Si l’on en juge par la taille XXL de ses escarpins rutilants, faits d’un assemblage de casseroles, abandonnés comme à la fin du bal au cœur de la galerie des Glaces, Joana Vasconcelos n’est pas du genre à se laisser marcher sur les pieds. Invitée à exposer au château après Jeff Koons, Xavier Veilhan, Takashi Murakami et Bernar Venet, l’artiste portugaise n’a pas caché, lors de l’inauguration, sa colère d’avoir été « censurée » .

Objet du litige :  l’A Noiva  (la mariée), un lustre de plusieurs mètres de haut, entièrement composé de tampons hygiéniques immaculés, qui se veut un hommage à la féminité. La nouvelle présidente de Versailles, Catherine Pégard, dans une décision « prise collégialement »  avec son équipe, a refusé cette œuvre qui risquait de choquer certains visiteurs du château. 

 « L’ A Noiva a déjà fait scandale dans le passé,  reconnaît Joana Vasconcelos, mais c’est pour cela qu’elle est intéressante. Elle révèle finalement jusqu’où les femmes sont acceptées ou non. La perte de leur sang reste plus ou moins associée à une idée d’impureté. À Versailles, j’ai voulu dédier tout le parcours aux femmes. Cette pièce, la plus importante de mon travail, celle par laquelle j’ai été reconnue sur la scène internationale, en 2005 à la Biennale de Venise, devait donc être là ! »  

Cœurs en plastique et lions en dentelle

Cette liberté crânement revendiquée se retrouve cependant dans les quinze autres œuvres disséminées par l’artiste dans le château et le parc où la figure de l’envol revient comme un leitmotiv. Démonstration dès l’entrée de l’escalier Gabriel avec cette Mary Poppins , clin d’œil à l’héroïne des suffragettes, lévitant dans l’air, à la façon d’une montgolfière gonflée de tissus multicolores. 

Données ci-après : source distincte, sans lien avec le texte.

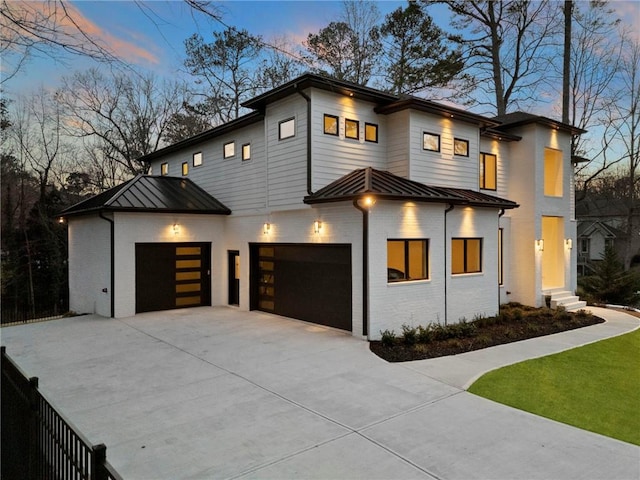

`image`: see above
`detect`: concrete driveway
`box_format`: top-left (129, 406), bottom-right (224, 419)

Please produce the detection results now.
top-left (1, 307), bottom-right (640, 480)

Pieuvre géante à six bras, elle incarne le symbole d’une féminité à la fois féconde, protectrice et dévouée à une multitude de tâches. Et rend un vibrant hommage avec ses plumes, paillettes, et pampilles aux savoir-faire géniaux des couturières et crocheteuses portugaises, telles ces femmes de Nisa, un village de l’Alentejo, qui ont collaboré avec l’artiste pour ces œuvres de la série des Walkyries .

Formée à l’ AR.CO, l’École des arts appliqués de Lisbonne, et ayant appris durant sept ans les techniques de la joaillerie, Joana Vasconcelos aime à valoriser dans ses créations les artisanats d’exception de son pays. Les cœurs de Viana, ces bijoux en filigrane du nord du Portugal, sont ainsi évoqués à travers les deux Cœurs indépendants  géants, malicieusement ciselés avec des couverts en plastique : l’un rouge suspendu dans le salon de la Paix, l’autre noir dans le salon de la Guerre, aux deux extrémités de la galerie des Glaces. 

Dans la chambre de la Reine, un énorme œuf en marqueterie d’où sortent, au bout de trompes, des perruques de longs cheveux entend rappeler, selon l’artiste, les 19 naissances royales qui eurent lieu à cet endroit. Tandis que dans la salle des Gardes, deux lions de marbre noir, entièrement recouverts d’une dentelle au crochet des Açores, jouent avec ironie du contraste entre la pierre dure et froide et sa résille arachnéenne, armure aussi douce que dérisoire.

Chiffons et brocards entremêlés d’armes

On passera vite dans les jardins où le parcours s’essouffle entre une méga-théière en fer forgé et le porte-bouteilles, hier élevé au rang d’œuvre d’art par Marcel Duchamp, ici transformé en fontaine-luminaire. Mieux vaut s’arrêter au final orchestré dans la galerie des Batailles. 

Là, face aux 33 peintures rassemblées par Louis-Philippe pour commémorer les grands combats de l’Histoire de France, Joana Vasconcelos a suspendu trois de ses Walkyries géantes, ces divinités secourables venues relever les guerriers morts pour les emmener au paradis du Walhalla. Une chevauchée fantastique où le moelleux et l’exubérance des chiffons et brocards d’or étouffe le cliquetis des armes. 

Tout au bout, une dernière surprise attend le visiteur avec le Lilicoptère  : un hélicoptère Bell de 1947 (le premier utilisé en série par l’armée) couvert de plumes d’autruche rose et – comme cet oiseau– pathétiquement cloué au sol, enfermé avec ses grandes pales dans cette prison dorée trop étroite. Joana Vasconcelos aime à dénoncer le carcan de la condition des femmes, reines et artistes comprises, à Versailles.